Review: Ada Lovelace Cracks the Code - Rebel Girls
Review: Ada Lovelace Cracks the Code - Rebel Girls - November 2021
One thing I am happy I get to
read them now as a reviewer, but I so wish that when I was in my tweens/teens
that Rebel Girls had existed as I could have gone down a completely different
track with my career as I would have been exposed to more female role models,
as it was I had ones like Ann M. Martin, Beverley Cleary, Judy Blume, Louise
May Alcott, and Laura Ingalls Wilder, Jacqueline Wilson, and Francine Pascal
and then their book characters like Elizabeth Wakefield, Harriet the Spy and
Mary Ann Spiers. This makes sense as to why I went down the track of reading
and writing, and even so with this I often wish I had parents at the same time
that encouraged me as I would be on a completely different life path than I am
now. Who knows where I could be if only we had books like Rebel Girls in the
90s and early to mid-2000s? Working for the House of Science as an EA, I am now
exposed to females in the STEM field and one of those talked about and
celebrated is Ada Lovelace.

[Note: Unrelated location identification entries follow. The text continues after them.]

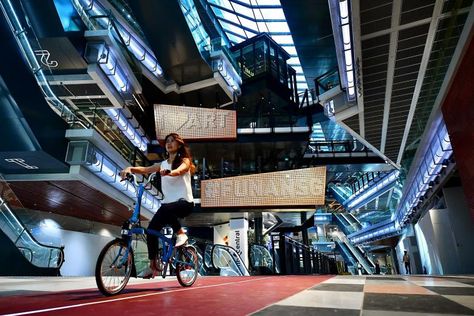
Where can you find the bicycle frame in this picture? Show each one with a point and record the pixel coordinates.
(132, 229)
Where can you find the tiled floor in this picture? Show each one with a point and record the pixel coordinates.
(256, 295)
(381, 296)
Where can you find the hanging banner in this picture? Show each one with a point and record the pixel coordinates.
(194, 123)
(301, 187)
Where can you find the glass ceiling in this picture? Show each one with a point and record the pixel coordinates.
(243, 19)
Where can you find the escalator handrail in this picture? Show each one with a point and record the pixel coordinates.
(241, 265)
(8, 211)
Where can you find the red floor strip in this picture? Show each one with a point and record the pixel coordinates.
(216, 295)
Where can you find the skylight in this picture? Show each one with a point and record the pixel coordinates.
(243, 19)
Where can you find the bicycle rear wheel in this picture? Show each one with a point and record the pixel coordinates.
(112, 270)
(188, 265)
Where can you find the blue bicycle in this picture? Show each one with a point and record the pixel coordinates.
(116, 262)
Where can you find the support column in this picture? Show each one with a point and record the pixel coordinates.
(238, 238)
(258, 222)
(458, 113)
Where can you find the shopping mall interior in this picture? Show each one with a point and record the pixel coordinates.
(332, 142)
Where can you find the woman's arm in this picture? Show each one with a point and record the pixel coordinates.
(183, 168)
(141, 170)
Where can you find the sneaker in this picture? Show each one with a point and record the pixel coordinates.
(181, 239)
(148, 273)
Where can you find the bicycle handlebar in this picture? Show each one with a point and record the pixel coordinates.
(134, 179)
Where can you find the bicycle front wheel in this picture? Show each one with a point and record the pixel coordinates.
(188, 265)
(113, 270)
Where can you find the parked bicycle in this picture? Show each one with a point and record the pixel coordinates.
(116, 262)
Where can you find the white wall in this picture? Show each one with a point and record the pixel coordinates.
(434, 238)
(81, 251)
(462, 228)
(221, 234)
(445, 236)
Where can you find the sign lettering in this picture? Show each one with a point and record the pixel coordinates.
(195, 123)
(302, 187)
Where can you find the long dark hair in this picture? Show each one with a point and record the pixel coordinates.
(183, 152)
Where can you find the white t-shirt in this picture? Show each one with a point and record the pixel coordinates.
(176, 188)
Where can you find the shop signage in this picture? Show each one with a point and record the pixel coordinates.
(301, 187)
(194, 123)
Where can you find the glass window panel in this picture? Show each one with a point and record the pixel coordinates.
(233, 28)
(243, 10)
(223, 3)
(247, 62)
(298, 69)
(290, 50)
(262, 27)
(283, 39)
(272, 14)
(267, 2)
(293, 61)
(282, 65)
(258, 14)
(234, 38)
(260, 57)
(278, 27)
(249, 24)
(229, 16)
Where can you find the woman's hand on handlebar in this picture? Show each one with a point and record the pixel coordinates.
(125, 172)
(164, 172)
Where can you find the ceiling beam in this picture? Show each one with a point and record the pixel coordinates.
(358, 64)
(421, 74)
(411, 24)
(392, 58)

Ada Lovelace grew up in 19th-century London and
helped developed computer codes and computer science. She was before her time
as it would be about two hundred years later, that Ada's work would be recognized
and relooked at with the developments of computers, and in the end, she would
be seen as one of the first-ever female coders in history and a pioneer for
Computer Science. Rather than written as a purely factual book, Ada Lovelace
Cracks the Code is written like a junior chapter book and at the end of the
book contains some activities related to Ada Lovelace's work in both computer
coding and mathematics. This is the perfect book for any female who loves STEM
and computers/coding aged between 7-12 years old.